Across the country, protesters engaged in civil disobedience, shutting down roads and bridges.

There have been daily protests after work since September 2.

Another Europe is Possible, Momentum, the Green Party and others have been coordinating the protests, with a new coalition — #StopTheCoup — joining in to help build the protests.

Alena Ivanova from Another Europe is Possible said on August 31: “Today’s protests are the beginning of something huge — they have been inspiring, full of youth and diversity and energy. Over the next few weeks, they must grow into the millions.”

British Labour Party leader Jeremy Corbyn endorsed the demonstrations, as did several trade unions. More civil disobedience actions are expected and trade unionists are threatening strike action.

Momentum’s National Coordinator Laura Parker said: “Nobody voted for an Eton-educated millionaire to hijack our democracy in his own self interest.

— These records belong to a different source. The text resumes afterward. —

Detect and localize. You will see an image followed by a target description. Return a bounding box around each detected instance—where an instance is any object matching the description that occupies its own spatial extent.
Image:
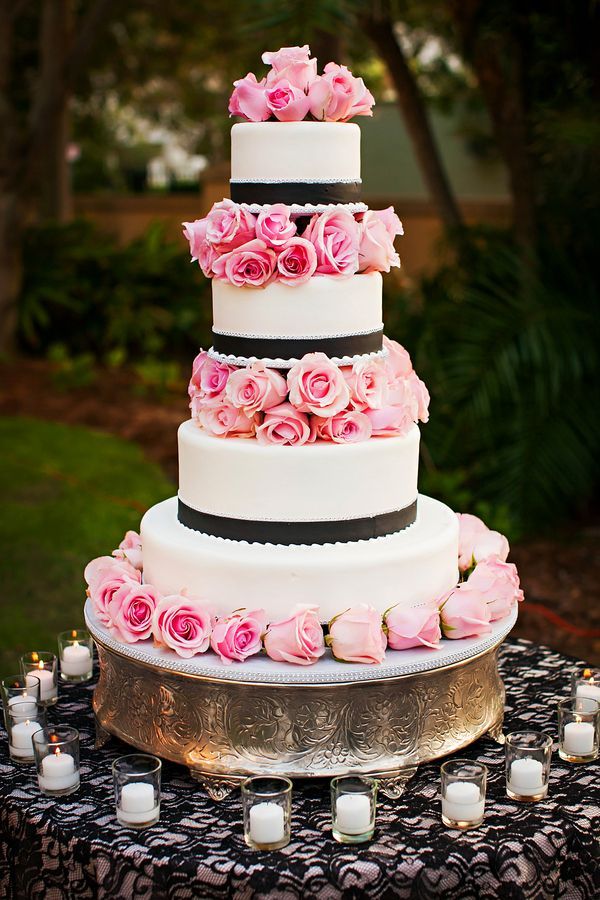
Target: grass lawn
[0,418,175,675]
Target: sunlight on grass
[0,418,174,673]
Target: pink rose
[183,217,219,278]
[343,358,387,411]
[213,239,277,287]
[465,558,523,622]
[407,372,429,422]
[265,78,308,122]
[210,609,267,665]
[383,606,442,650]
[308,63,375,122]
[317,409,372,444]
[277,237,317,286]
[358,210,400,272]
[264,603,325,666]
[288,353,350,418]
[440,582,492,639]
[192,398,256,438]
[383,335,413,382]
[364,406,414,437]
[108,581,160,644]
[456,513,510,572]
[473,529,510,563]
[152,594,214,659]
[206,200,256,251]
[229,72,271,122]
[256,403,316,445]
[86,557,142,628]
[226,360,287,419]
[113,531,143,571]
[188,350,234,405]
[256,203,296,248]
[303,206,359,275]
[374,206,404,242]
[326,603,387,664]
[262,44,317,91]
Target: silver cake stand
[85,601,516,800]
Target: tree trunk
[361,11,463,230]
[38,0,72,222]
[450,0,537,251]
[0,193,24,353]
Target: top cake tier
[230,122,361,206]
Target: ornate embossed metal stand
[87,610,514,800]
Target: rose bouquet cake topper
[229,44,375,122]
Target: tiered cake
[85,47,522,798]
[86,47,521,665]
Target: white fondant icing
[212,272,383,337]
[141,496,458,621]
[178,419,419,522]
[240,203,369,216]
[207,347,387,369]
[231,122,360,182]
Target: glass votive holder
[558,696,600,763]
[33,725,79,797]
[331,775,377,844]
[112,753,162,828]
[441,759,487,831]
[242,775,292,850]
[0,674,40,729]
[21,650,58,706]
[58,628,94,682]
[6,699,46,763]
[571,668,600,703]
[504,731,552,803]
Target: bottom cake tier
[141,495,458,622]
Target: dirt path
[0,360,600,665]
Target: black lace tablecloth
[0,641,600,900]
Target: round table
[0,640,600,900]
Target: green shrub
[19,221,211,364]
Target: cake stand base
[94,608,512,800]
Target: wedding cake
[86,47,522,665]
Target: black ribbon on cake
[177,499,417,545]
[229,181,361,206]
[212,328,383,359]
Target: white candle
[562,722,594,756]
[442,781,485,822]
[38,750,79,791]
[577,681,600,703]
[60,641,92,675]
[8,694,37,722]
[335,794,372,834]
[250,803,285,844]
[30,668,57,700]
[10,716,42,759]
[508,756,546,797]
[118,781,159,825]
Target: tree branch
[361,9,463,229]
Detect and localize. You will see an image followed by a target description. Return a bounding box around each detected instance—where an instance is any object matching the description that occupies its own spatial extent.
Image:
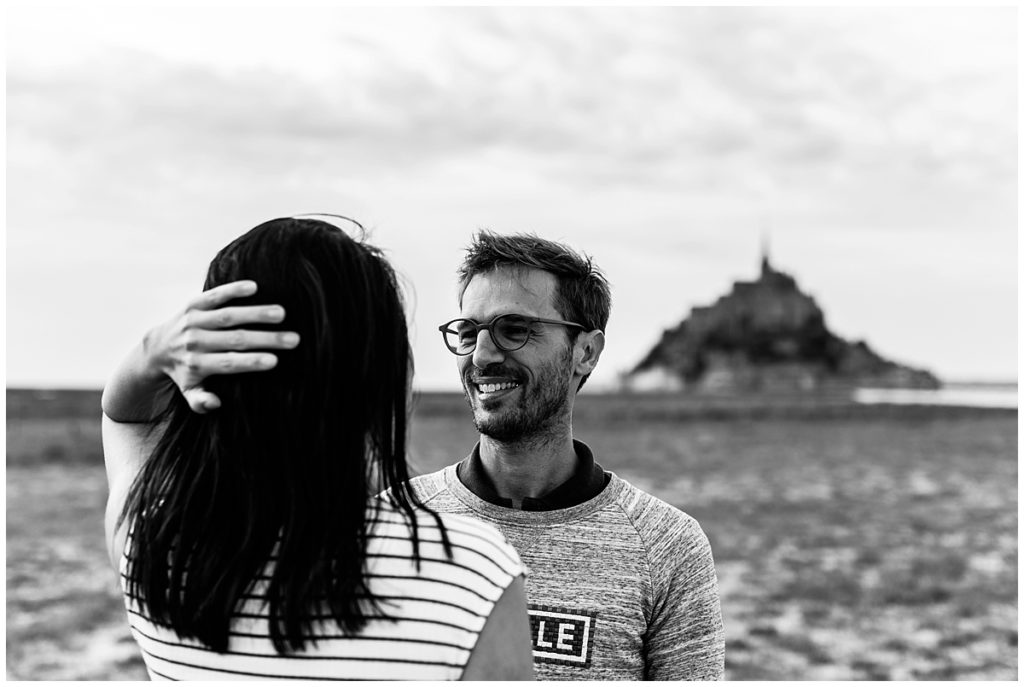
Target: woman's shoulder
[378,501,522,575]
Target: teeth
[476,382,519,393]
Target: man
[413,231,725,680]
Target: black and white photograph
[5,1,1020,682]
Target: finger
[187,305,285,330]
[186,280,256,310]
[185,329,299,353]
[182,386,220,415]
[185,352,278,379]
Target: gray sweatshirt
[403,465,725,680]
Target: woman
[102,218,532,680]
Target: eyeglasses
[437,314,587,355]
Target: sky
[5,3,1018,390]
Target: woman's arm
[102,281,298,568]
[102,281,299,423]
[462,575,534,680]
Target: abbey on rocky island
[623,251,941,392]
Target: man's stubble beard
[466,348,572,443]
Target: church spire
[761,227,775,276]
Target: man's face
[458,268,572,442]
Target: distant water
[853,385,1018,407]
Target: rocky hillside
[625,257,940,391]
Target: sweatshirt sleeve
[644,504,725,680]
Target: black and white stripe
[121,504,523,680]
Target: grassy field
[7,391,1017,680]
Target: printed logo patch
[528,605,597,668]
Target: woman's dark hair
[121,218,449,653]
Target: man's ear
[572,330,604,377]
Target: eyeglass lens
[445,315,529,354]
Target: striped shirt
[121,503,524,680]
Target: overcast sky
[6,5,1018,389]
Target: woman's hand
[142,281,299,413]
[102,281,299,422]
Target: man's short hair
[458,229,611,390]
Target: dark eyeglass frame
[437,312,587,355]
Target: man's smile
[470,377,520,398]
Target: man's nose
[473,330,505,370]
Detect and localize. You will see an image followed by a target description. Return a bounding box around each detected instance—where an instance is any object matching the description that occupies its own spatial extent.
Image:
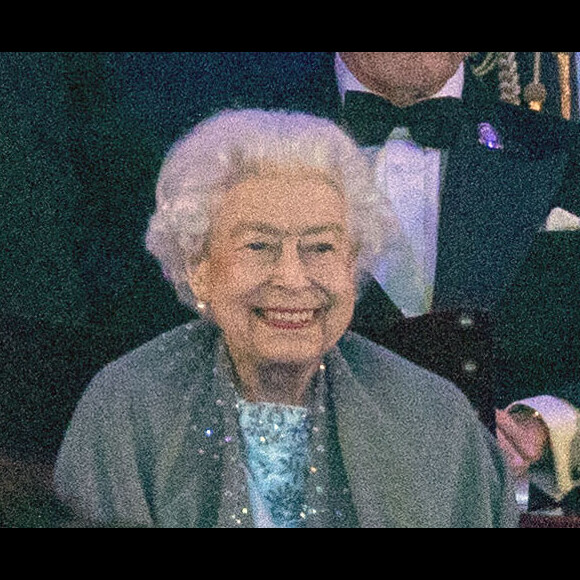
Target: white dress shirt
[336,54,465,317]
[335,53,580,499]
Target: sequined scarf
[197,339,357,528]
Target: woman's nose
[273,244,310,290]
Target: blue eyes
[246,242,270,252]
[246,242,334,254]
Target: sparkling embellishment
[239,401,308,528]
[479,123,504,151]
[463,361,479,375]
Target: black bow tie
[343,91,467,149]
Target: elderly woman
[55,111,514,528]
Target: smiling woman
[55,111,515,528]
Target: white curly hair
[146,110,399,309]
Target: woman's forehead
[215,177,347,232]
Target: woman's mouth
[254,308,321,330]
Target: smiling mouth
[254,308,322,330]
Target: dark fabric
[343,92,467,149]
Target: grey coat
[55,322,516,528]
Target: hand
[496,407,550,478]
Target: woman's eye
[308,244,334,254]
[246,242,270,252]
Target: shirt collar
[334,52,465,102]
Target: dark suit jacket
[0,52,580,464]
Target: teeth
[264,310,314,324]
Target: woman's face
[190,174,356,367]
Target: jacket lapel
[434,108,566,311]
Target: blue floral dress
[238,401,309,528]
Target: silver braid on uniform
[472,52,522,106]
[496,52,522,106]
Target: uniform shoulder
[493,103,580,157]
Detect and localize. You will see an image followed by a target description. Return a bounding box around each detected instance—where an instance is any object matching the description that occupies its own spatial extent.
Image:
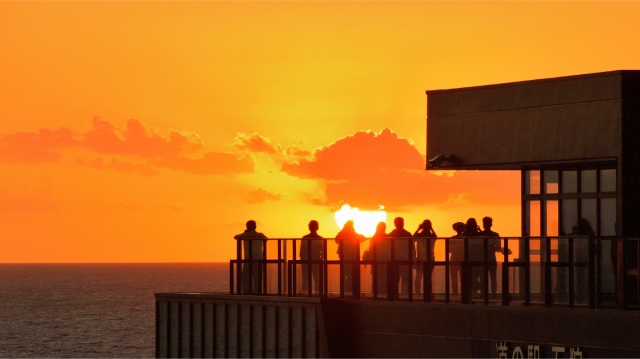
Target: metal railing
[229,236,640,309]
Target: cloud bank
[0,117,254,176]
[282,128,519,209]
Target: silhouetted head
[342,219,355,230]
[464,218,480,236]
[482,217,493,229]
[420,219,432,231]
[452,222,464,235]
[393,217,404,229]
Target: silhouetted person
[413,219,438,294]
[481,217,502,294]
[389,217,416,297]
[300,220,322,293]
[462,218,484,298]
[449,222,464,294]
[368,222,391,296]
[233,220,267,294]
[336,220,366,294]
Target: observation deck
[156,236,640,358]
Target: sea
[0,263,229,358]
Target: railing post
[444,238,451,303]
[460,237,471,304]
[277,238,282,296]
[544,237,553,307]
[502,238,511,305]
[482,237,489,305]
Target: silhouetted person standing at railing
[389,217,416,297]
[462,218,484,298]
[480,217,502,294]
[413,219,438,294]
[300,220,322,294]
[362,222,391,296]
[449,222,464,294]
[336,220,366,294]
[233,220,267,294]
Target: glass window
[578,199,599,236]
[580,170,596,192]
[562,199,578,236]
[527,201,540,237]
[544,171,559,193]
[600,169,616,192]
[546,201,559,236]
[600,198,616,236]
[525,171,540,194]
[562,171,578,193]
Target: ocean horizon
[0,262,229,358]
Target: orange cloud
[84,158,160,176]
[246,188,284,204]
[0,128,77,163]
[282,129,520,209]
[82,117,203,158]
[0,187,58,212]
[235,133,279,154]
[0,117,255,176]
[152,152,254,175]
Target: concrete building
[427,71,640,306]
[156,71,640,358]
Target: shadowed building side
[427,70,640,307]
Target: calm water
[0,263,229,358]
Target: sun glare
[335,204,387,237]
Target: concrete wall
[156,293,640,358]
[156,293,326,358]
[427,71,634,169]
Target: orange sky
[0,1,640,262]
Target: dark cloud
[282,129,520,209]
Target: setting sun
[336,204,387,236]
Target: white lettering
[511,347,524,359]
[569,347,582,359]
[551,347,564,359]
[527,345,540,359]
[496,342,509,359]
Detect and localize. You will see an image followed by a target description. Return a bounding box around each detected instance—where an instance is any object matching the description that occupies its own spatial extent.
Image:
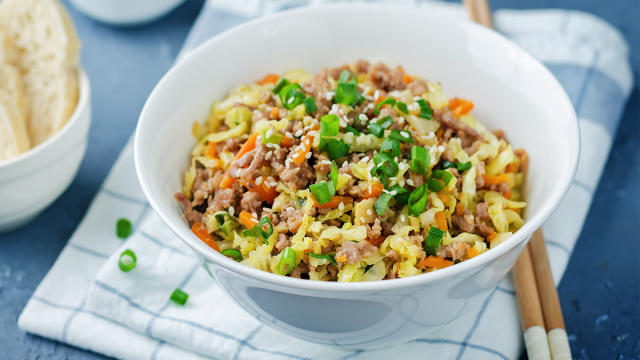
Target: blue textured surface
[0,0,640,360]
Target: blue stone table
[0,0,640,360]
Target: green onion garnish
[222,249,242,262]
[416,99,433,119]
[169,289,189,305]
[389,129,414,144]
[396,101,409,114]
[407,184,428,216]
[278,246,296,275]
[116,218,133,239]
[427,170,453,192]
[271,78,289,94]
[279,83,305,110]
[411,146,431,175]
[309,253,338,266]
[374,97,396,115]
[373,192,393,216]
[380,137,402,157]
[424,226,444,256]
[118,249,138,272]
[304,96,318,115]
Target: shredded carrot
[467,246,480,259]
[456,203,464,216]
[418,255,453,269]
[238,210,258,229]
[311,195,353,209]
[191,221,220,252]
[220,133,258,189]
[436,211,449,231]
[360,181,384,199]
[482,174,509,185]
[293,135,313,165]
[206,142,218,159]
[258,74,280,85]
[449,98,473,118]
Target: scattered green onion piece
[373,192,393,216]
[374,97,396,115]
[309,253,338,266]
[169,289,189,305]
[116,218,133,239]
[396,101,409,114]
[278,246,296,275]
[118,249,138,272]
[411,146,431,175]
[271,78,289,94]
[380,137,402,157]
[304,96,318,115]
[417,99,433,119]
[309,181,333,205]
[424,226,444,256]
[279,83,305,110]
[389,129,414,144]
[407,184,428,216]
[222,249,242,262]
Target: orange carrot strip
[311,195,353,209]
[418,255,453,269]
[258,74,280,85]
[482,174,509,185]
[238,210,259,229]
[191,221,220,252]
[436,211,449,231]
[220,133,258,189]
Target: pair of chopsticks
[463,0,571,360]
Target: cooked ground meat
[336,241,378,264]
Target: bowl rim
[0,67,91,173]
[134,4,580,297]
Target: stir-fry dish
[175,60,528,282]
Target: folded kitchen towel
[18,0,632,359]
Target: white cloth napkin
[18,0,632,359]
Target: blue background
[0,0,640,360]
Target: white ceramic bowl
[0,71,91,232]
[135,5,578,348]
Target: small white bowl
[0,70,91,232]
[135,4,579,349]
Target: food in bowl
[175,60,528,282]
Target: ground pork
[336,241,378,264]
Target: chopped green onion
[407,184,428,216]
[380,137,402,157]
[389,129,414,144]
[411,146,431,175]
[222,249,242,262]
[309,253,338,266]
[374,97,396,115]
[280,83,305,110]
[260,129,282,145]
[116,218,133,239]
[424,226,444,256]
[304,96,318,115]
[118,249,138,272]
[373,192,393,216]
[416,99,433,119]
[396,101,409,114]
[391,184,409,205]
[278,246,296,275]
[169,289,189,305]
[309,181,335,205]
[427,170,453,192]
[271,78,289,94]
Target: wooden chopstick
[464,0,571,360]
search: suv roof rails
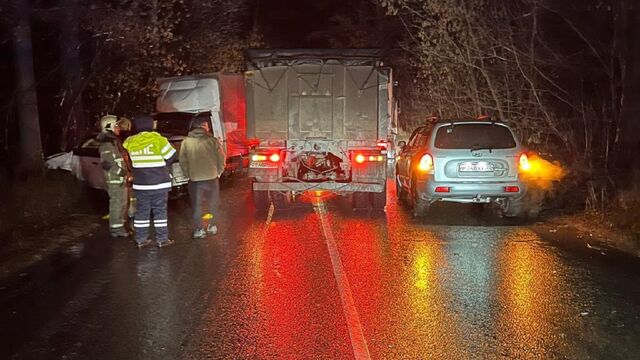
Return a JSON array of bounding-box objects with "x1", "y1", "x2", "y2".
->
[{"x1": 438, "y1": 115, "x2": 502, "y2": 124}]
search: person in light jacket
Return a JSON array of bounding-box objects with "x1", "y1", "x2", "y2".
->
[
  {"x1": 179, "y1": 118, "x2": 226, "y2": 239},
  {"x1": 97, "y1": 115, "x2": 131, "y2": 237}
]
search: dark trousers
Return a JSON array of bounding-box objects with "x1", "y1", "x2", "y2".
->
[
  {"x1": 189, "y1": 178, "x2": 220, "y2": 229},
  {"x1": 133, "y1": 189, "x2": 169, "y2": 244},
  {"x1": 107, "y1": 184, "x2": 130, "y2": 234}
]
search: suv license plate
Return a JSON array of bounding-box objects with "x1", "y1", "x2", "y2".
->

He is part of the same tiny, privileged elite which has been hoarding power at the top and eroding our democracy for decades. We need to rebalance power away from this tiny elite and towards the majority of people.”

Stowe described the political importance of the growing national protest movement.

“Demonstrations took place in several towns and cities, including places like Windsor, Bournemouth and Clitheroe, which don’t usually feature on listings for radical political activity…

“TV coverage of the event switched back and forth between the demonstrations in Britain and the inspiring, increasingly militant protests happening in Hong Kong. It was a good juxtaposition.

“In both cases people were on the streets in defence of their rights, opposing governments they see as corrupt and anti-democratic. And just as the Hong Kong protests have become more intense, so too the British assemblies have changed gear.

“In London, calls for civil disobedience, direct action and daily protests were met with resounding cheers. 

“Michael Chessum, one of the demonstration organisers told the crowd ‘We’re here to force him [Johnson] to back down. That means civil disobedience and being willing to disrupt things’.”

According to Stowe, the “semi-spontaneous” transformation of a static protest into an impromptu march through central London was a “hint of things to come”.

“Extinction Rebellion have [sic] done this sort of thing, but it is a new tactic for the Labour and anti-Brexit activists.

“People understand that the situation needs new methods.

“Saturday 31 August was when the labour movement began to respond on the streets to Johnson’s coup. It’s also shown him that he is much more vulnerable than he thinks in the election.

“The essential thing now is to keep up the tempo of actions in England, Scotland and Wales to exploit a constitutional crisis which has revealed the Brexiteers’ underlying weakness.”

Hundreds of trade unionists have signed a statement calling for strikes to stop Johnson’s coup. The statement calls on “unions, the Labour Party and the whole working-class movement” to “urgently mobilise direct action, including protests, strikes, and occupations”.